4. Yurtdışında sergi açan ilk kadın
Fahrelnissa Zeid, Türkiye’den başka ülkelerde sergi açan ilk kadın sanatçımız olarak bilinir. İngiltere, Ürdün, Almanya, Paris, Brüksel, Londra’daki büyük sanat merkezlerinde açtığı kişisel sergiler buna örnektir. Ülkemizde ise şair Bedri Rahmi Eyüboğlu’nun da bulunduğu bir ressamlar topluluğu olan D Grubu’na katılır ve ilk sergisini de Maçka’daki evinde açar.
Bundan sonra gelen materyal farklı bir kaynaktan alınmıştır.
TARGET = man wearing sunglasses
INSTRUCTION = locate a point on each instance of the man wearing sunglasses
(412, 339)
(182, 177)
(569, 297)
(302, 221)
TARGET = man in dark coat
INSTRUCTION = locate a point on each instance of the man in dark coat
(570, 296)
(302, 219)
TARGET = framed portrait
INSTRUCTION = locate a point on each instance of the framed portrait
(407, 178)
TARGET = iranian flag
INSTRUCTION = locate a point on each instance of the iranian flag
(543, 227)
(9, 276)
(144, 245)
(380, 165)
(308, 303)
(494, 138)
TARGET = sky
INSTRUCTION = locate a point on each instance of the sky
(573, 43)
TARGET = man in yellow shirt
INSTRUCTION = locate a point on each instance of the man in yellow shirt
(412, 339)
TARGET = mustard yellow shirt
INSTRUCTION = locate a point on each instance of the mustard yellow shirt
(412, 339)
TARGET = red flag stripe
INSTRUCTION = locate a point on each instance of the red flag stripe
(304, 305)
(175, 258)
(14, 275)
5. Bedevi kadınları konu ettiği resimleri
Fahrelnissa Zeid, 1930’lu yıllarda eşinin atanmasıyla Almanya Berlin’de bulunsa da, 1938’de kısa bir süre Bağdat’ta yaşar. Batı kültür ve sanat dünyasını tanıdığı Almanya’dan sonra Doğu’nun kapalı dünyasında Bedevi kadınlarını tanır. Onlar hakkında resimler yapar ve şöyle der: “Bedevi kadınları en sevdiğim temaydı. Onların her şekil ve pozda eskizlerini çiziyor, resimlerini yapıyordum. Sabahın erken saatlerinde göz alabildiğince dümdüz uzanan kırmızı ufuktan yarasa sürüleri gibi belirirlerdi. Kollarını iki yana açarak başlarında taşıdıkları yükü dengelemeye çalışırlardı.”
6. Aldığı nişanlar
Yurtdışında kişisel sergilerini açan ilk kadın sanatçımız olarak Fahrelnissa Zeid’i uluslararası pek çok kurum da ödüllendirir. 1981’de Ürdün Kraliyet Nişanı, 1987’de İtalyan Rispoli Nişanı, 1988’de Fransız Commandeur des Arts et des Lester Nişanı’nı alır. Zeid’in Avrupa’daki bu tanınırlığı, orada görüp geliştirdiği sanat hayatı ve yaptığı eserler modern Türk sanatının da öncü isimlerinden biri olmasını sağlar.
7. Resim dili
Şu ana değin yazdıklarımızdan bir bağımsız ve kendi ayakları üstünde duran bir kadından bahsettiğimiz az çok anlaşılıyor. Bu etkili ve coşkulu kişiliğin pekâlâ sanatında da aynı havayı bulmamız işten bile değil. Ressamın kendine özgü bir resim dili vardır. Tek bir kategoriye sığdırılması mümkün olmayan resminde; portre de, soyut çalışmalar da, spontane işler de görmemiz mümkün.
8. 1970’ler
Fahrelnissa Zeid, eşi Emir Zeid’in 1970’teki ölümünün ardından oğlu Raad’ın yaşadığı Amman’a 1976’da yerleşir. Burada bir sanat enstitüsü kurarak artık bir sanat çatısı dünyaya getirir. Son dönemlerine doğru portrelere ağırlık veren ressam 1988’de İstanbul, 1990’da da Almanya ve Fransa’da sergiler açar. 5 Eylül 1991’de Ürdün Amman’da vefat eden sanatkâr Amman El Rağdan Sarayı Kraliyet Mezarlığı’nda toprağa verilir.